The Workflow: KiCad -> JLC
Designing electronics used to be a dark art. Kache treats it like a video game.
- Schematic (The Logic): Draw how the chips connect (CPU pin 1 -> Sensor pin 4).
- Layout (The Art): Arranging the physical chips on the board and drawing the copper wires (traces). This is the "Point and Click Adventure."
- Fabrication (The Speed): He sends the files to a rapid prototyping house (likely JLCPCB in China). They build the board overnight and ship it via air.
The Sensors
Stereo Camera: Two cameras side-by-side. The computer measures the difference between the two images (parallax) to calculate how far away things are. It works just like human eyes.
Time of Flight (ToF): A sensor that shoots a grid of invisible infrared lasers. It measures the time it takes for the light to bounce back. This gives you a perfect "Depth Map" (a 3D image of the world) even in total darkness.
04_Build It Yourself: The BOM
You want to build what he's talking about? A robot that sees in 3D and learns via AI? Here is your shopping list.
The Brain (Compute)
| Component |
Recommendation |
Why? |
| AI Computer |
NVIDIA Jetson Orin Nano (or Raspberry Pi 5) |
You need GPU cores to run the Neural Networks. The Jetson is the gold standard for robotics. |
| Microcontroller |
ESP32 or STM32 |
For low-level motor control. The Jetson thinks; the ESP32 moves the muscles. |
The Eyes (Sensors)
| Component |
Recommendation |
Details |
| Stereo Camera |
IMX219 Dual Camera Module |
Two Sony sensors on one board. Connects directly to Jetson/Pi. |
| ToF Sensor |
VL53L5CX |
An 8x8 zone laser ranging sensor. Gives you a matrix of distances. Cheap and fast. |
The Software Stack
Don't write everything from scratch. Stand on the shoulders of giants (then optimize based on vibes).

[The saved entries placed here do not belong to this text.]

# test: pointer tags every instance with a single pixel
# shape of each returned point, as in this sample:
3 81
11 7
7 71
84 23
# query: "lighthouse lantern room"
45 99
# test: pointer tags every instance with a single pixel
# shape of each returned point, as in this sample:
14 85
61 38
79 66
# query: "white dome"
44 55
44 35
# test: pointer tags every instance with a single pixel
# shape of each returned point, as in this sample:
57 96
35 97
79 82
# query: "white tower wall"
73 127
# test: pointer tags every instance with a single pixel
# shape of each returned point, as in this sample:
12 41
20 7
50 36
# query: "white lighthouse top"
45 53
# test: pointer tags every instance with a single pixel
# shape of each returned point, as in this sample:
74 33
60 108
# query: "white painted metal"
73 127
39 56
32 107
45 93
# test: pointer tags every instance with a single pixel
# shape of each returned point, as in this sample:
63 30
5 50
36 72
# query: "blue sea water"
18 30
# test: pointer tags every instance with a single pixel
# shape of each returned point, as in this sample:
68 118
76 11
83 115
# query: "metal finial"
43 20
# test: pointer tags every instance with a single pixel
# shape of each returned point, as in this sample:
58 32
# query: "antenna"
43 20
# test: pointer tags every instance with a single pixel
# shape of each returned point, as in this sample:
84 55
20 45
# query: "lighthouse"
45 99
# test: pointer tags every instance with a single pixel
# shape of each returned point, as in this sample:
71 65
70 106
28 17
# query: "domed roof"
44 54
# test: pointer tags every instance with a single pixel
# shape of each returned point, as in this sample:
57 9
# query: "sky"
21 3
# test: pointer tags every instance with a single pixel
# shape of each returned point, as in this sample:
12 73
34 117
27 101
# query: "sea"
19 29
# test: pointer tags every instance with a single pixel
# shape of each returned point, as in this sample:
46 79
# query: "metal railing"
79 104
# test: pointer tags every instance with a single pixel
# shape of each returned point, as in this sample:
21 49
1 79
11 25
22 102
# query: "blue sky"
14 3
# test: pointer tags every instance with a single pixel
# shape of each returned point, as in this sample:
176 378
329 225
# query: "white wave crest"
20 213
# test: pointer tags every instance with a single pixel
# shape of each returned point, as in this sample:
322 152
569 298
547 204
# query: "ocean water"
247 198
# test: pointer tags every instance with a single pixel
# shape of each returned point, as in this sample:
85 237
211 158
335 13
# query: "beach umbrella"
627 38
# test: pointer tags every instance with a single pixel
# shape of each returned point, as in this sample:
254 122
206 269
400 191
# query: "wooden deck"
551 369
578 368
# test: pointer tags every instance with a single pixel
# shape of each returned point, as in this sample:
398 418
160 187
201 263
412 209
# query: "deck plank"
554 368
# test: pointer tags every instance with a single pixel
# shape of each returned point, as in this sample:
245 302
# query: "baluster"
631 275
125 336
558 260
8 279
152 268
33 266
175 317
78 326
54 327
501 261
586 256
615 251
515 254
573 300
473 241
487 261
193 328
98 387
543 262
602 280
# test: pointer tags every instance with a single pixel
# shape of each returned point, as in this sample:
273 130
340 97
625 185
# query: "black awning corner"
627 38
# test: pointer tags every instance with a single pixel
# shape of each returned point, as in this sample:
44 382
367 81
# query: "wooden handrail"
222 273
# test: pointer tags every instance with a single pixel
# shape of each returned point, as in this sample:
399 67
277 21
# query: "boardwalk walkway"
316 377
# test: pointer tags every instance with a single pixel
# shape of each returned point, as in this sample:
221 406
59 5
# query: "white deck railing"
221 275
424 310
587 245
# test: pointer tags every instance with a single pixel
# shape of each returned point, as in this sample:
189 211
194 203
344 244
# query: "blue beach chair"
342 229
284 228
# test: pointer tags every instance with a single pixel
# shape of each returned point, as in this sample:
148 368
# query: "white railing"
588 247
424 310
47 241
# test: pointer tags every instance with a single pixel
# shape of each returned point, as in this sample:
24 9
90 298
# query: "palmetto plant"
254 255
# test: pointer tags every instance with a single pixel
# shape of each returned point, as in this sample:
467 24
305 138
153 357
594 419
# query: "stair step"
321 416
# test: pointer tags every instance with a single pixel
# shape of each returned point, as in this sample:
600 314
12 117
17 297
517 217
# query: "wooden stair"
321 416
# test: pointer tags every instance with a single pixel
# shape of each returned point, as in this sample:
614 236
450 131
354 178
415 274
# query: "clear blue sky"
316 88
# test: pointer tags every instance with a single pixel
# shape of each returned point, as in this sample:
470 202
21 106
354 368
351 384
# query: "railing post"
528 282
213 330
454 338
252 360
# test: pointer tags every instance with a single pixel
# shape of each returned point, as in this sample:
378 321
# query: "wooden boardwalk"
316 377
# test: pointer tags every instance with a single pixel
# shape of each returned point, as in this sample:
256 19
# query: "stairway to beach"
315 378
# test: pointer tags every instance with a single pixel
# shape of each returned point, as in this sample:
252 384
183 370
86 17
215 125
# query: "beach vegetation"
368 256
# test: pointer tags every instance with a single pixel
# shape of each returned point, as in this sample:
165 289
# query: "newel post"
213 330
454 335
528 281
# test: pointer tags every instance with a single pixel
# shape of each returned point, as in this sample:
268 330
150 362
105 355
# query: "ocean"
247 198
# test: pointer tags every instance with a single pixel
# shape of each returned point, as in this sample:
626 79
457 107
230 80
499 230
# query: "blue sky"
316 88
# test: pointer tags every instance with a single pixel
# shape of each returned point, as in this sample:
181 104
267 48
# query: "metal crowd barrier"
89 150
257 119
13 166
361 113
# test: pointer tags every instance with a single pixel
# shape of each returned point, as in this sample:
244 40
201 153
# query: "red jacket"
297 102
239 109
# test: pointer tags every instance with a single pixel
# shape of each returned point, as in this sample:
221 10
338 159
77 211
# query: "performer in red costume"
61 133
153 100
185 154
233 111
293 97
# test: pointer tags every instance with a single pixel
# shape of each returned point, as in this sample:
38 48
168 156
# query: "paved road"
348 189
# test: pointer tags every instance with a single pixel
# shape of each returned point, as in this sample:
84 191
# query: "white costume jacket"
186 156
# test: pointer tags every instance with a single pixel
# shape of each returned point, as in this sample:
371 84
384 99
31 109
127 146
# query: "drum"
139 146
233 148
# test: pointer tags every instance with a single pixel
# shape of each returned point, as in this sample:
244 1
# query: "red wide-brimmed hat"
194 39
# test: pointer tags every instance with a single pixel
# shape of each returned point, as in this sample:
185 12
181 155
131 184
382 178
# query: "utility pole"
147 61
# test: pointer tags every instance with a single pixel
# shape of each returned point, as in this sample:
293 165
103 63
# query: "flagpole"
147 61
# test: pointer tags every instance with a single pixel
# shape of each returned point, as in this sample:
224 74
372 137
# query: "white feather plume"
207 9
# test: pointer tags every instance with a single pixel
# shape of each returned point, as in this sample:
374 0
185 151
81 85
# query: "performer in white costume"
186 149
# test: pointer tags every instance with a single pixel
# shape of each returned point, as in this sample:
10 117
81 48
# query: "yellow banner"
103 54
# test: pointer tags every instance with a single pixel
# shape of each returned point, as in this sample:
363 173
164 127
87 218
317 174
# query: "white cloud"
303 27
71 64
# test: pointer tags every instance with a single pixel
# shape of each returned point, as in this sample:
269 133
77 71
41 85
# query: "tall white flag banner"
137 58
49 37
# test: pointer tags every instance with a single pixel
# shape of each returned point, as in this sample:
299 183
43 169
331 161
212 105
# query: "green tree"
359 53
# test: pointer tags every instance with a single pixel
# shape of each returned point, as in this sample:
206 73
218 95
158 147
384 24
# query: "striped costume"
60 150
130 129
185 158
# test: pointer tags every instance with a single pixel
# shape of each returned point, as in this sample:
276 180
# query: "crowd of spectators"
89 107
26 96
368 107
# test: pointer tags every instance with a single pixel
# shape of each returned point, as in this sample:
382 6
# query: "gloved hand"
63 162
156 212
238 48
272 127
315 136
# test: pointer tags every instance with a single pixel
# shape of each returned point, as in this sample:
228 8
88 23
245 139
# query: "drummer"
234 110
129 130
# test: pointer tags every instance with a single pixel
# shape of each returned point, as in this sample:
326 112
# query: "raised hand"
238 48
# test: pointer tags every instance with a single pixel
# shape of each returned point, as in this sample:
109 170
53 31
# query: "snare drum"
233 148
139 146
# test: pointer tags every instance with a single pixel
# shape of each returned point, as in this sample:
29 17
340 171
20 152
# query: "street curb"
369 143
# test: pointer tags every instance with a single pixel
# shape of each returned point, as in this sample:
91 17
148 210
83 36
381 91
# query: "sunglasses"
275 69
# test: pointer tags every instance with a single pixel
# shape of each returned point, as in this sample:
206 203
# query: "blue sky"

- Training: Isaac Gym (NVIDIA) or Mujoco. These are the physics simulators where you generate the "worlds."
- PCB Design: KiCad 8.0. Free, open source, professional grade.
- AI Framework: PyTorch. Don't use TensorFlow. Kache implies PyTorch when he talks about research papers.
05_The Glossary
HYPERPARAMETERS
The "settings" for the AI brain before it starts learning. (e.g., Learning Rate, Batch Size). Choosing these wrong means the AI learns nothing.
INFERENCE
When the AI is actually *working* (predicting), not learning. "Running inference on the edge" means the robot is thinking for itself, not connected to a server.
QUANTIZATION
Compressing the AI. Turning 32-bit floating point numbers (0.123456789) into 8-bit integers (12). It reduces precision slightly but increases speed massively.
SIM2REAL
Simulation to Reality. The hardest problem in robotics. Making code that works in a video game work in the physical world.
PCB (Printed Circuit Board)
The green (or black) board that holds chips. "Spinning a board" means designing and ordering a new one.
TRACES
The copper wires embedded inside a circuit board. Kache calls dragging these around a "point and click adventure."
EPOCH / STEP
One cycle of learning. "3 billion steps" means the AI has tried to solve the problem 3 billion times in the simulation.
CONVOLUTIONAL (CNN)
A type of AI architecture designed specifically for processing grids of data, like images (pixels).